Since the founding of the College of Charleston in 1770, Africans and their descendants have remained a constant and essential presence on campus. This is unsurprising given that Charleston was a major port in the trans-Atlantic slave trade and the commercial center of a plantation region. By the late 1700s, tens of thousands of African men, women, and children were enslaved and brought to Charleston each year to be exploited for their labor and skills.
Enslaved people in South Carolina most often cultivated cash crops like rice, cotton, and indigo on plantations, but they also lived and labored in the city of Charleston and at the College of Charleston. Enslaved Africans and their descendants constructed many of the College’s historic buildings, including Randolph Hall. They were also forced to attend to the needs and desires of the faculty, students, and administrators who owned them while they were teaching, studying, and living on campus. Many among the College’s trustees, presidents, students, and professors were enslavers, and they accumulated vast quantities of wealth from the slave trade and profited directly from enslaved labor, including by “renting out” enslaved people through the slave-hire system.
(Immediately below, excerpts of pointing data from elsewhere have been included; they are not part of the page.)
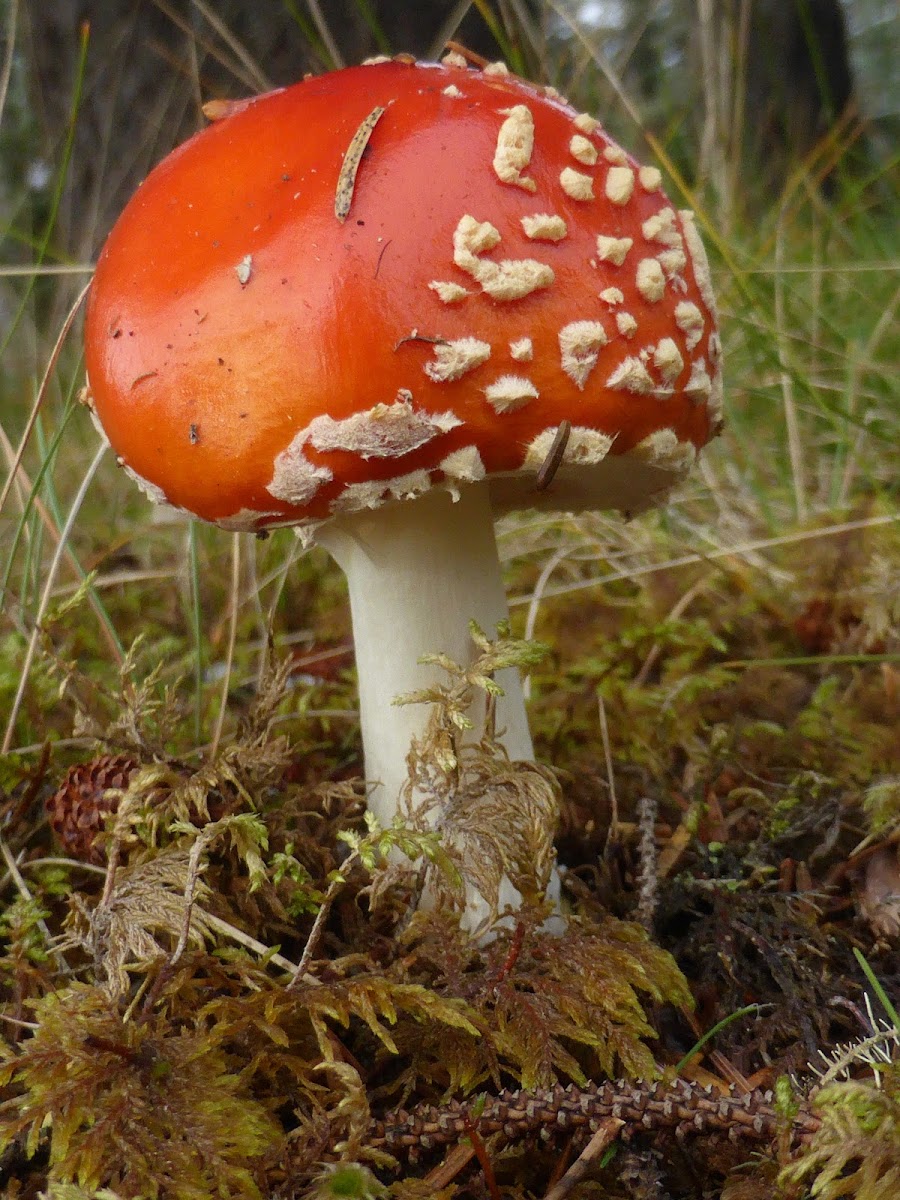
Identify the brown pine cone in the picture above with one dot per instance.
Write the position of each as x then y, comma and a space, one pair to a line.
82, 801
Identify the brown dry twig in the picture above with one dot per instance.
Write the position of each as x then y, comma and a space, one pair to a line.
681, 1108
600, 1140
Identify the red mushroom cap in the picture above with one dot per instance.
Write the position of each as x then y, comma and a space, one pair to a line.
397, 276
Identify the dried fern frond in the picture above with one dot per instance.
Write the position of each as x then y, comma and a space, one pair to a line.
497, 819
144, 1108
142, 919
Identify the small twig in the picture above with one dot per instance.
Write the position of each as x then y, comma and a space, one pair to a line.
447, 1171
312, 941
605, 1134
511, 957
483, 1158
551, 465
613, 834
647, 877
415, 336
352, 159
232, 642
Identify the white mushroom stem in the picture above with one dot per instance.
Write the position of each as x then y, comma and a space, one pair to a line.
418, 573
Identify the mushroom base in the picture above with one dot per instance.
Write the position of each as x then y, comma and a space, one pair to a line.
418, 573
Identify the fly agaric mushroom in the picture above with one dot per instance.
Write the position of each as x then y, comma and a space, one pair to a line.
385, 305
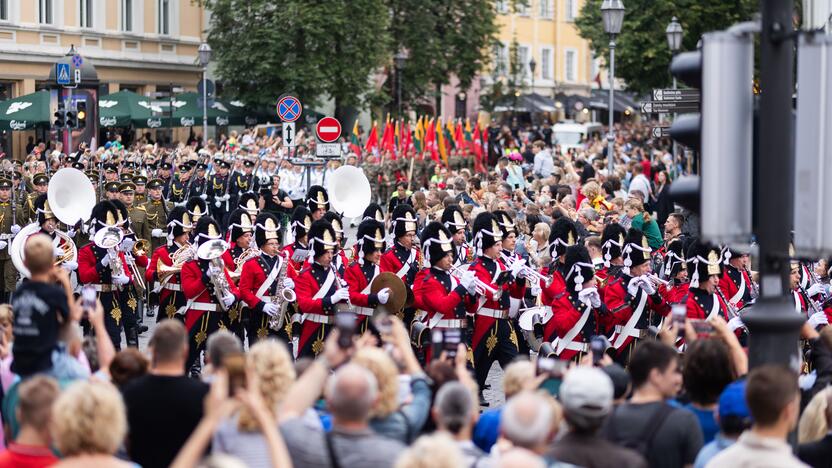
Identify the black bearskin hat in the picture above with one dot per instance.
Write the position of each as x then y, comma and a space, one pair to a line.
454, 219
486, 231
207, 229
179, 222
239, 223
704, 261
505, 222
612, 241
301, 221
579, 267
636, 250
322, 237
563, 235
266, 227
370, 237
436, 242
317, 199
373, 211
197, 208
403, 220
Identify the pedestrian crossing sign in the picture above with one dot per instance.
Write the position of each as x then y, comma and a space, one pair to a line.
62, 74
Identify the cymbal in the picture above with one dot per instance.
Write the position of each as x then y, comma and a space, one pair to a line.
398, 291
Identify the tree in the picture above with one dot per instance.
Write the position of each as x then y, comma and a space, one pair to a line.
642, 58
264, 49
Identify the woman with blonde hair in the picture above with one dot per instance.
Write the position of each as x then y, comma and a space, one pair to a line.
240, 435
642, 221
89, 422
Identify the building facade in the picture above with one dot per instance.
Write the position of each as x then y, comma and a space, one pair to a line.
146, 46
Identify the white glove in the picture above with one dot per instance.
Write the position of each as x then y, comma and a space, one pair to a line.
127, 244
817, 319
383, 296
341, 295
647, 285
735, 323
271, 309
468, 281
815, 289
517, 267
121, 279
590, 297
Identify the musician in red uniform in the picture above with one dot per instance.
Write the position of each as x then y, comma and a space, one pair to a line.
735, 283
168, 286
403, 258
494, 337
240, 229
339, 257
454, 220
319, 290
575, 314
209, 297
260, 283
360, 273
107, 272
440, 293
317, 201
632, 297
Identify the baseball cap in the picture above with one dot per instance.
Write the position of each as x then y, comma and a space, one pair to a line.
587, 391
732, 401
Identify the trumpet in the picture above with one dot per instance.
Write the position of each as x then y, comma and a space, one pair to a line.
527, 271
481, 286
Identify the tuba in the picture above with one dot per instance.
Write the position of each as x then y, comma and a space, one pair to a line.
212, 251
349, 191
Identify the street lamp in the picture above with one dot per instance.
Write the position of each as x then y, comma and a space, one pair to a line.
400, 58
204, 58
612, 13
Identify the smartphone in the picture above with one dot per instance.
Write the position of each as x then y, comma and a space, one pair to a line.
554, 370
702, 327
345, 324
235, 366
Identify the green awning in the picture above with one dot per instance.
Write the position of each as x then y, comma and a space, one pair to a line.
126, 108
26, 112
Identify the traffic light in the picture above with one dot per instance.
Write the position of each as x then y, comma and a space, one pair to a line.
60, 116
722, 133
71, 117
81, 108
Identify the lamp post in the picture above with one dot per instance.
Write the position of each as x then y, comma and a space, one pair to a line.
612, 13
204, 58
401, 57
674, 43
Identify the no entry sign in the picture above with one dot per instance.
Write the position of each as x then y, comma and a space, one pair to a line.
328, 129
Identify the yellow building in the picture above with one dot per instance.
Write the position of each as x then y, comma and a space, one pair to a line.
146, 46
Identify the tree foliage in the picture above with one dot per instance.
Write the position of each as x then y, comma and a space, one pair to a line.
642, 57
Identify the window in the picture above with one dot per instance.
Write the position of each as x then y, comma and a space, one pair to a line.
164, 16
546, 63
546, 9
571, 10
46, 12
126, 15
571, 66
85, 13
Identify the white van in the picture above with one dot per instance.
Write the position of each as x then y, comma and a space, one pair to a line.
569, 134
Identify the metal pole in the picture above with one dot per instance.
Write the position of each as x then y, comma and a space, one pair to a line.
773, 325
205, 107
611, 133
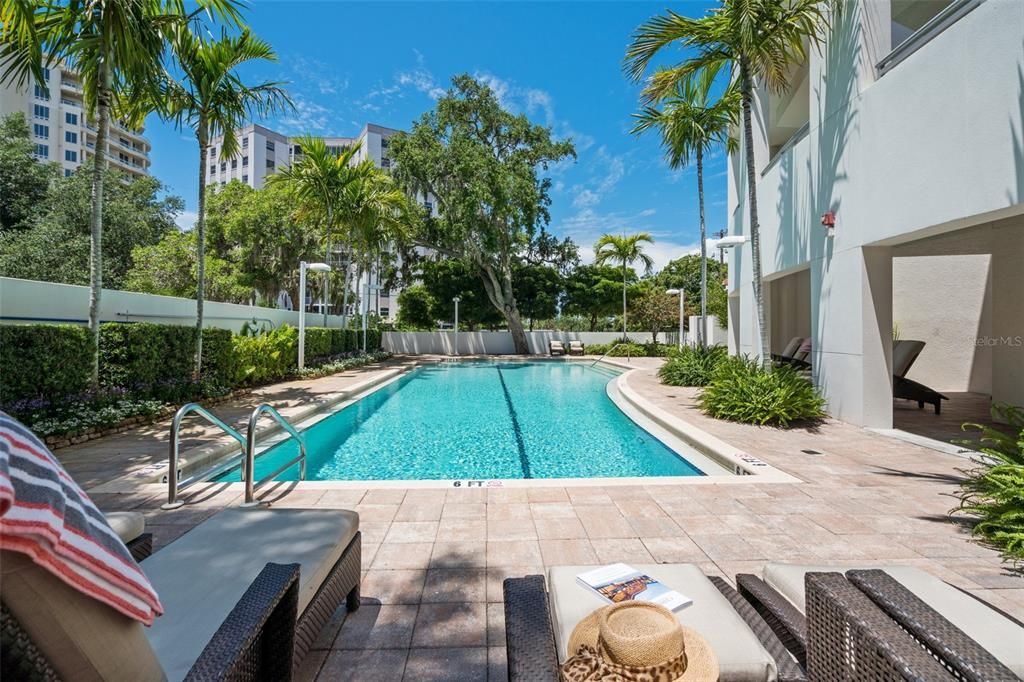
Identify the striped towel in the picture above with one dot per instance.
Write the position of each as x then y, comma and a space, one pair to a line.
45, 514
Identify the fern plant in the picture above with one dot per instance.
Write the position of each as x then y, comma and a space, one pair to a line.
993, 492
693, 366
743, 390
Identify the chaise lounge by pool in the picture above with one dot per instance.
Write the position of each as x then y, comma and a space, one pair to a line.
481, 420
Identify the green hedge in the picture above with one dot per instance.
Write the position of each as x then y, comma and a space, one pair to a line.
51, 361
43, 360
266, 357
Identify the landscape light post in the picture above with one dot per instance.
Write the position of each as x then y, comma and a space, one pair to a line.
303, 266
456, 301
367, 288
682, 296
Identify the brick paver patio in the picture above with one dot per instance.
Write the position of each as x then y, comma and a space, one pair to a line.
434, 559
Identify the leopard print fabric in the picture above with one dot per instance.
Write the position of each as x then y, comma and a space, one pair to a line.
590, 665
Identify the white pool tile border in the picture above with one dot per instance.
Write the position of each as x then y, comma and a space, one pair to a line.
714, 457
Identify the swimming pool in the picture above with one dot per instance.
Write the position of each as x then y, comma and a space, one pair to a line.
480, 420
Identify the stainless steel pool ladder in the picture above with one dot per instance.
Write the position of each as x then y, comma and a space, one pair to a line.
173, 484
249, 464
248, 457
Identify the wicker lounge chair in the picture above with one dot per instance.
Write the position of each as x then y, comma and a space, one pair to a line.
231, 610
538, 622
904, 354
795, 353
968, 636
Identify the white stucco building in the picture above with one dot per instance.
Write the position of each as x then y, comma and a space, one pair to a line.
60, 130
263, 152
908, 127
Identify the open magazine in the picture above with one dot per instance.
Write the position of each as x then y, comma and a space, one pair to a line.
620, 583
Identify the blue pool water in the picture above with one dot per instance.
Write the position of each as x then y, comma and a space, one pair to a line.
480, 420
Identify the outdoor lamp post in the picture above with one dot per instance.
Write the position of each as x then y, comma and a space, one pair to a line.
682, 297
303, 266
367, 288
456, 301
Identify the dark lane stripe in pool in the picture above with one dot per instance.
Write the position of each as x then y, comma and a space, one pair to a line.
519, 442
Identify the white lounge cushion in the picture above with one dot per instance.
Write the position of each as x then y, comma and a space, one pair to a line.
128, 525
1000, 636
202, 576
740, 654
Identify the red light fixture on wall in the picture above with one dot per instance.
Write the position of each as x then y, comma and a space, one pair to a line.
828, 220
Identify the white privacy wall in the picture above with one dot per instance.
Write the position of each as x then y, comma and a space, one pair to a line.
933, 145
24, 301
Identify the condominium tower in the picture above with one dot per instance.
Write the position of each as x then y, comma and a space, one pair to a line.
60, 130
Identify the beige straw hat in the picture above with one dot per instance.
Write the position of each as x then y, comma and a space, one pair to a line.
638, 640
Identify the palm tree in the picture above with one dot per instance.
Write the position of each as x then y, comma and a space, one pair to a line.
117, 47
320, 179
691, 122
359, 203
625, 250
757, 41
212, 99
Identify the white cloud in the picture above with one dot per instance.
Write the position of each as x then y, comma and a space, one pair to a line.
587, 225
186, 220
585, 198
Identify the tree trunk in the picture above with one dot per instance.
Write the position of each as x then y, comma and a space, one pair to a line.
96, 216
344, 294
327, 259
201, 249
704, 254
752, 193
625, 336
499, 290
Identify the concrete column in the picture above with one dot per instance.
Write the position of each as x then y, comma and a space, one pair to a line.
851, 317
1007, 339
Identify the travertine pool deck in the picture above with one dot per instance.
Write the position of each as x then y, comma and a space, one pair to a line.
434, 559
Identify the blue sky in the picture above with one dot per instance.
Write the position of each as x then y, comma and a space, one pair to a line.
560, 62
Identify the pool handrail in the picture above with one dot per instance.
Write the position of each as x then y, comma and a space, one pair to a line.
249, 462
173, 484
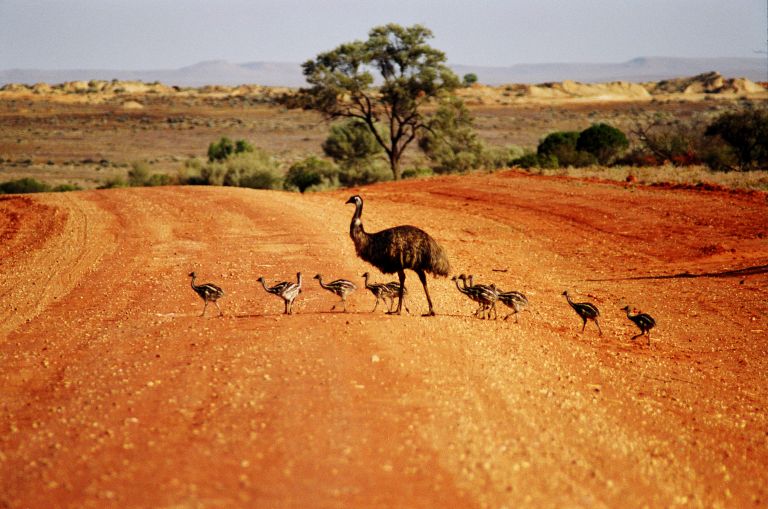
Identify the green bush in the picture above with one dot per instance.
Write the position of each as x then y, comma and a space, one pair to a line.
417, 172
113, 183
603, 141
63, 188
469, 79
560, 146
220, 150
24, 186
354, 148
746, 132
138, 174
451, 142
534, 160
247, 169
225, 148
311, 172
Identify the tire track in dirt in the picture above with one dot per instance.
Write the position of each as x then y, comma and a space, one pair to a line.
121, 386
47, 252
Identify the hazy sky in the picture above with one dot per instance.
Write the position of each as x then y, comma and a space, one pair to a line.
153, 34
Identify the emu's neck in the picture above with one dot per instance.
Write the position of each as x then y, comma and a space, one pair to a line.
356, 231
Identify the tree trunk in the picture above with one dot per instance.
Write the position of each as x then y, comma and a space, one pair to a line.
394, 163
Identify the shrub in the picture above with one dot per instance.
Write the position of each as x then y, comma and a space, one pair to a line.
24, 186
561, 146
362, 174
533, 160
113, 182
138, 174
247, 169
469, 79
63, 188
665, 140
417, 172
220, 150
746, 132
603, 141
451, 142
309, 173
354, 148
160, 179
225, 148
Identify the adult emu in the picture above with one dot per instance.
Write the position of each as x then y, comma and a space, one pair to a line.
395, 249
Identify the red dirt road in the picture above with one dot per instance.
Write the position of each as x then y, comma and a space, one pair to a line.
115, 393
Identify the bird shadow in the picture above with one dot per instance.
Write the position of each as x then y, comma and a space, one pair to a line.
747, 271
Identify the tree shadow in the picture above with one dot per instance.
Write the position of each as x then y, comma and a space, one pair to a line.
748, 271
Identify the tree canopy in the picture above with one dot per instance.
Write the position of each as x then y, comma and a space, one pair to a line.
407, 72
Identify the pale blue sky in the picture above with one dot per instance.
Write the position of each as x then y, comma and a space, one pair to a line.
153, 34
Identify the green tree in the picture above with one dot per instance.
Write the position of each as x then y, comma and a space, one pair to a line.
603, 141
747, 133
411, 74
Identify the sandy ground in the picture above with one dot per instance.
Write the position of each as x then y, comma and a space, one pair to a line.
115, 393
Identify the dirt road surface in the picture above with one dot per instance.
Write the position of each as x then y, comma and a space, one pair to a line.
116, 393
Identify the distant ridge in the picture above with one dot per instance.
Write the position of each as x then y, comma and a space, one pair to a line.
287, 74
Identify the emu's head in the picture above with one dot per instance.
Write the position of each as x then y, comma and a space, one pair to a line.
356, 200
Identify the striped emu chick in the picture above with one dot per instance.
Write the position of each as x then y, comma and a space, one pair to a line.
485, 298
340, 287
513, 300
489, 291
384, 291
395, 249
586, 311
644, 322
209, 292
286, 290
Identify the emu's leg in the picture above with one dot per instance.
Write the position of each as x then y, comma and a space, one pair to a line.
401, 275
423, 279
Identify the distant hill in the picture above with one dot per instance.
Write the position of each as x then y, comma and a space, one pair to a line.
637, 70
219, 72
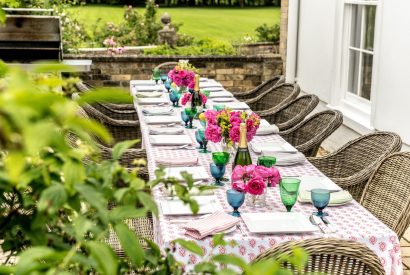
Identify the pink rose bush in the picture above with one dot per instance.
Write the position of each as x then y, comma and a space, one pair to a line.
252, 178
227, 123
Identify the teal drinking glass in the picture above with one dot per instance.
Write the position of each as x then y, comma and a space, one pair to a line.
217, 171
320, 199
289, 191
235, 199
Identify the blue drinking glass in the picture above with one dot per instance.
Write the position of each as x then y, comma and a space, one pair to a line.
217, 171
164, 78
320, 199
235, 199
173, 97
199, 140
168, 85
185, 118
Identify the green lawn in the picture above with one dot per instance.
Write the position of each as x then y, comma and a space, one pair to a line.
228, 24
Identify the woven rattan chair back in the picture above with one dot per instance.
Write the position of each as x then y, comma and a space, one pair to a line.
387, 193
292, 113
115, 111
352, 165
164, 68
270, 83
310, 133
330, 256
274, 98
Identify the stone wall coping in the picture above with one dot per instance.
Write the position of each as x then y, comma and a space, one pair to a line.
159, 59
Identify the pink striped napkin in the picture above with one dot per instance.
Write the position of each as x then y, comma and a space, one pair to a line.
176, 162
215, 223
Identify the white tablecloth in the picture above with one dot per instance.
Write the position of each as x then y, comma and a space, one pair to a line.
353, 222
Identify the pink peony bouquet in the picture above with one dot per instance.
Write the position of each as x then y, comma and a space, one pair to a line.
187, 97
225, 124
183, 75
252, 178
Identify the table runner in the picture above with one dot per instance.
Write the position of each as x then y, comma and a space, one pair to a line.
353, 222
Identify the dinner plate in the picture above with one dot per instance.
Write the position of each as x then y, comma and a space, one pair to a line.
278, 222
270, 148
197, 172
222, 99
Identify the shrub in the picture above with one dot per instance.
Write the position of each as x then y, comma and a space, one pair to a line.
199, 47
267, 33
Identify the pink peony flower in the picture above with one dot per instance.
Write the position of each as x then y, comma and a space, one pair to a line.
250, 170
255, 186
238, 173
239, 185
213, 133
263, 171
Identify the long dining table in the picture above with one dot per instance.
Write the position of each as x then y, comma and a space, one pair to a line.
351, 221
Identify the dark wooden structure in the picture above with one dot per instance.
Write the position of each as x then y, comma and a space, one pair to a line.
27, 38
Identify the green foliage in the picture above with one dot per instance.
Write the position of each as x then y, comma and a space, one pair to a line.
267, 33
199, 47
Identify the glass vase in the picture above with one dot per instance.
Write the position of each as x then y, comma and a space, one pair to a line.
256, 200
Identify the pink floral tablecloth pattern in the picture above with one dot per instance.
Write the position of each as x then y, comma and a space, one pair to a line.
352, 221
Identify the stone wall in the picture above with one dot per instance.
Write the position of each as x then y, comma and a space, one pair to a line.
236, 73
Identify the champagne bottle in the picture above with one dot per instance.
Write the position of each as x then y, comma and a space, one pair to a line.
242, 157
196, 97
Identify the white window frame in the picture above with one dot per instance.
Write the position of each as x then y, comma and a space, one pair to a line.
358, 112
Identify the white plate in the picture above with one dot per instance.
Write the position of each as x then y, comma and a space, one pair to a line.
308, 183
152, 101
220, 94
198, 172
278, 222
207, 204
223, 99
273, 147
162, 119
237, 106
170, 140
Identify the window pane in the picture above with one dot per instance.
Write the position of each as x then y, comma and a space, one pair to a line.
353, 71
370, 19
356, 26
366, 81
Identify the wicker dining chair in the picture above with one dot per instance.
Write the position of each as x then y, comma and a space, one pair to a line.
387, 193
307, 136
120, 130
166, 66
112, 110
291, 113
272, 82
351, 166
274, 98
329, 256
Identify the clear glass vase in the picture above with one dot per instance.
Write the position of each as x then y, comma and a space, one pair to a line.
256, 200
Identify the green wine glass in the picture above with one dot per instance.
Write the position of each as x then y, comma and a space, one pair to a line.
204, 141
289, 191
190, 112
156, 75
220, 158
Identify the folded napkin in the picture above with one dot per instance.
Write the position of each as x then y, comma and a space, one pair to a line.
158, 111
214, 223
267, 130
284, 159
148, 94
166, 131
178, 162
336, 198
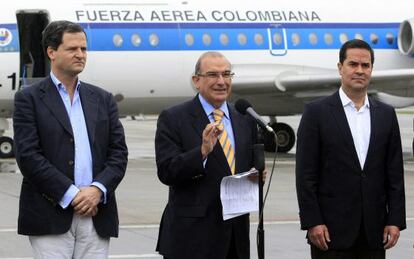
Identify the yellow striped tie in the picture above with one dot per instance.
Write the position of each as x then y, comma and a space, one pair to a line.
225, 141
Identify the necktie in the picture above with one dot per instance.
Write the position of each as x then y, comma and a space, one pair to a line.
225, 141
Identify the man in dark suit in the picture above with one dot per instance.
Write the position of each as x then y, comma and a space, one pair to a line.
191, 161
349, 167
71, 150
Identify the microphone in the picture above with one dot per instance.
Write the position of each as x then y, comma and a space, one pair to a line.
244, 107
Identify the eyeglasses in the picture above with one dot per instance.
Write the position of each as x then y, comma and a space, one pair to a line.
216, 75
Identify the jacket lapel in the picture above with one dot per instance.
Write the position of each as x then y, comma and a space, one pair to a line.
51, 98
375, 125
342, 122
90, 105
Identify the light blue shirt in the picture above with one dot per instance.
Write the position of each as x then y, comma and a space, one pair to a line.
208, 109
83, 155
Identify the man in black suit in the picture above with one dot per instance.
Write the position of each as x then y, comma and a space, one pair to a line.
71, 150
191, 161
349, 167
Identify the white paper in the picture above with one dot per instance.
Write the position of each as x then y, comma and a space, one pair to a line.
239, 195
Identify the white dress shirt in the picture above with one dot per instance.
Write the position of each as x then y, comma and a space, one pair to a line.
359, 122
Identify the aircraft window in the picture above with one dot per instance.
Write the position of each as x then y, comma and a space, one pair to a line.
277, 38
206, 39
189, 39
242, 39
224, 39
343, 37
136, 40
295, 39
390, 38
374, 38
154, 40
328, 38
117, 40
358, 36
313, 38
258, 39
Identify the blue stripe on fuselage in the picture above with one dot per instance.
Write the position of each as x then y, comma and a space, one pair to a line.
172, 36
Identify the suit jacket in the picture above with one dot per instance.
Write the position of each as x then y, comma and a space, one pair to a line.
332, 187
45, 153
192, 224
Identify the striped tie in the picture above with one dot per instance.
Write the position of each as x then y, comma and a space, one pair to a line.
225, 141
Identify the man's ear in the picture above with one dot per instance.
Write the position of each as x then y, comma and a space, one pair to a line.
50, 53
195, 81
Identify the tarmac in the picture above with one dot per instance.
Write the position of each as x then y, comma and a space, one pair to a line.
142, 198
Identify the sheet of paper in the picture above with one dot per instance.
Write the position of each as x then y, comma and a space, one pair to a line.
239, 195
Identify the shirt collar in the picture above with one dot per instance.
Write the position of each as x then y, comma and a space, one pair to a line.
346, 101
59, 84
208, 108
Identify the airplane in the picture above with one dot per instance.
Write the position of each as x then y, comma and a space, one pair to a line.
284, 53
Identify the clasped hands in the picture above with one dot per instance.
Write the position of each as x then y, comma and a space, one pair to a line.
86, 201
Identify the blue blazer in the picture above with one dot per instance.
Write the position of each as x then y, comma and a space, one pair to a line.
192, 224
332, 187
44, 145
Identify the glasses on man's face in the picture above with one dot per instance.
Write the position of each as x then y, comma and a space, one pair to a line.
216, 75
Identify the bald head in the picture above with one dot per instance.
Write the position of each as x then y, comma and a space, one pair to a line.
208, 54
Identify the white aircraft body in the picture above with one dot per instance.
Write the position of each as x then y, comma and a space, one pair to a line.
284, 53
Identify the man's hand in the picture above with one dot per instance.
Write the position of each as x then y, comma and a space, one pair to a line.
210, 136
255, 177
86, 201
391, 235
319, 236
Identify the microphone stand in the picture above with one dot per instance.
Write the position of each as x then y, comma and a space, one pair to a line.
259, 164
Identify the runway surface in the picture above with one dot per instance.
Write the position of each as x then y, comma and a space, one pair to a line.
141, 200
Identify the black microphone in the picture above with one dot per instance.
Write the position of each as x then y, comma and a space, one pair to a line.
244, 107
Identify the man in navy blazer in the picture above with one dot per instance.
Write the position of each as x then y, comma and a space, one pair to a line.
191, 161
349, 167
71, 150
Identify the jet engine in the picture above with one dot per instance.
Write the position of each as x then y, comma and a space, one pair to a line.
406, 37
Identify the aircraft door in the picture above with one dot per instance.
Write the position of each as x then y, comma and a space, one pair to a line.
277, 41
33, 64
This wealth was foundational to the financial viability of the College of Charleston’s operations and often was the source of tuition payments.
After emancipation in 1865, free Black people continued to work on campus, and their roles remained limited to subservient positions such as janitors and maids. Robert Mathews, for example, was a janitor at the College of Charleston from at least 1901 until shortly before his death in 1947. In his last few years working for the College, Mathews witnessed early organized efforts to desegregate the College when a group of Black students at the Avery Normal Institute unsuccessfully attempted to enroll in the mid 1940s. However, the College continued to exclude African Americans from the student body, faculty, and administration for two more decades. While the College granted admission to a few Asian and Asian American students in the late 1940s, its doors remained closed to Black students until 1967 and to Black faculty until 1972.